I hadn’t been back in a few years, and on this visit, I was struck by how different it is—although perhaps, it was how different I am.
Certainly, things have changed on campus physically. The buildings have been renovated, professors have moved on and retired, and students seem younger than I remember being in college. There are new dorms, new programs, new dining hall options. It’s strange that a place that I know so intimately can also be such unfamiliar territory. Perhaps it was that the physical place I was chasing my child through is no longer really mine, and the one I’m remembering doesn’t exactly exist anymore.
The feeling I get when I set foot on campus, though, that doesn’t change. Truthfully, sometimes I get nostalgic walking through other college campuses, those with which I have no personal connection. They all stir up memories of my past. I think of making a profound realization in a favorite class, having a silly moment with wonderful friends, the joy of a perfect chai tea latte and a book for homework, a bloom of crimson creeping into the ivy. That college, that place, will always be mine.
And then I get a bit wistful, but not necessarily thinking of my own experience.
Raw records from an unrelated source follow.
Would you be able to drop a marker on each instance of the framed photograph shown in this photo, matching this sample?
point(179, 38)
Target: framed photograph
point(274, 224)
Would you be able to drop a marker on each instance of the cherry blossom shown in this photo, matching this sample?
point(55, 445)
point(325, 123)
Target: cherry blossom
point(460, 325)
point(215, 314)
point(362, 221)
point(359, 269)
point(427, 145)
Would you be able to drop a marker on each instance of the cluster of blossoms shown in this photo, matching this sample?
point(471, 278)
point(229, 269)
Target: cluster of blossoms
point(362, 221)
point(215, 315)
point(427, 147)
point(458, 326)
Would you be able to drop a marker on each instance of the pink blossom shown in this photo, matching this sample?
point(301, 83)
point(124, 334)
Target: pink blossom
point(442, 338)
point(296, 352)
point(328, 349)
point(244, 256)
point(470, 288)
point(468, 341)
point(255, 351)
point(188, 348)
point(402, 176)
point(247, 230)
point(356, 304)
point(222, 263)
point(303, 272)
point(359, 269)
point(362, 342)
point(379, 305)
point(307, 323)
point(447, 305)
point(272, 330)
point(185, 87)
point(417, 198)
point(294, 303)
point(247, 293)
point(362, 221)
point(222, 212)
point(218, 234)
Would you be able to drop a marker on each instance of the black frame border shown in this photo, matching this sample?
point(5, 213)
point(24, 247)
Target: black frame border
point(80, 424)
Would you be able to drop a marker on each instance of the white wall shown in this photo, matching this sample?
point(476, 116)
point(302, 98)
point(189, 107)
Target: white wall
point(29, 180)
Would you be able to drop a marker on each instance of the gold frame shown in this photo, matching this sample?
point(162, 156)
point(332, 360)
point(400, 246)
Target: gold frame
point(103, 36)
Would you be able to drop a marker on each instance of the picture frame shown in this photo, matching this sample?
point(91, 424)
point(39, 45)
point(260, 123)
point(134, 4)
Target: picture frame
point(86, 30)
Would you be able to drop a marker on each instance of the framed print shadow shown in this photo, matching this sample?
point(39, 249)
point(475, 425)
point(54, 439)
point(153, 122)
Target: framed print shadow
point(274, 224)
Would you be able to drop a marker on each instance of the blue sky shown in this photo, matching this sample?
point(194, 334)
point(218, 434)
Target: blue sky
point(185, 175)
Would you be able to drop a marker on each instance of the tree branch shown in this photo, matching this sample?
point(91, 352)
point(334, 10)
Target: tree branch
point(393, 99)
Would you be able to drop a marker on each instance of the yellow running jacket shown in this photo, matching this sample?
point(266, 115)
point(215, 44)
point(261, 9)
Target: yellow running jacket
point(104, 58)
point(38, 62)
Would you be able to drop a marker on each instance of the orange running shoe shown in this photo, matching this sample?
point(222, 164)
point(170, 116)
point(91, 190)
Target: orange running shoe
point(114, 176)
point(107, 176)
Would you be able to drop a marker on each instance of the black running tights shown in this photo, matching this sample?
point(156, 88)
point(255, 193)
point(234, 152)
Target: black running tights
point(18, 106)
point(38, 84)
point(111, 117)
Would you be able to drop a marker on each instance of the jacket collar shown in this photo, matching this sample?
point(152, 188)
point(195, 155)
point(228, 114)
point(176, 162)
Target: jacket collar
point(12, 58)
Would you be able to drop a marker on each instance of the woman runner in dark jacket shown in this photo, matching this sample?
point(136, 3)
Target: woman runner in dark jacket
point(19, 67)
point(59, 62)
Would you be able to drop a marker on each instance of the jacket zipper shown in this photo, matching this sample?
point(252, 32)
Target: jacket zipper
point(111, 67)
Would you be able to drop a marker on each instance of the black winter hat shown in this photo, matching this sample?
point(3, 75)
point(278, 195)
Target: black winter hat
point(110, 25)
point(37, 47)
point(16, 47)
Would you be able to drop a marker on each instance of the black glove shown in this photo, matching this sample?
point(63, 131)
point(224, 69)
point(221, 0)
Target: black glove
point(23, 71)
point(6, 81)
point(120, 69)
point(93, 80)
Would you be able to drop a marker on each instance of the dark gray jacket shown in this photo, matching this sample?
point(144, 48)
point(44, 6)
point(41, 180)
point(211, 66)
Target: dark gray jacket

I did love my time at Holy Cross dearly, and have a trove of wonderful memories to prove it. (Though I don’t miss things like sharing a bathroom with 35 people or agonizing over exam prep.) But I find myself reminiscing about things that could have been—what would have happened if I had participated in different clubs, chosen different courses, tried out a different major? Who would my friends be if I lived Wheeler instead of Mulledy in my first year, or decided to study abroad in Ireland instead of Italy? Or the ultimate—what if I hadn’t gone to school here?
It’s not with regret that I think about these things, not at all. It’s what college means to me, what I believe higher education offers: possibilities. What an opportunity to be engaged in learning, with a wide-open future!
Even devoid of the hustle and bustle of normal campus life, even thinking of the drama of higher ed politics, even with all of the issues that still need resolution on campuses nationwide, it’s this sense of hope that I love most about higher education. That deep down, entrenched in the heart of the campus, it’s a place of learning, of self discovery, of opportunity.
And perhaps that’s the reason I felt so different on this most recent visit to Holy Cross. The possibilities I was thinking of were no longer my own from a long time ago. I was thinking about my daughter—who she’ll grow to be and what she’ll learn and love on a campus of her own some day.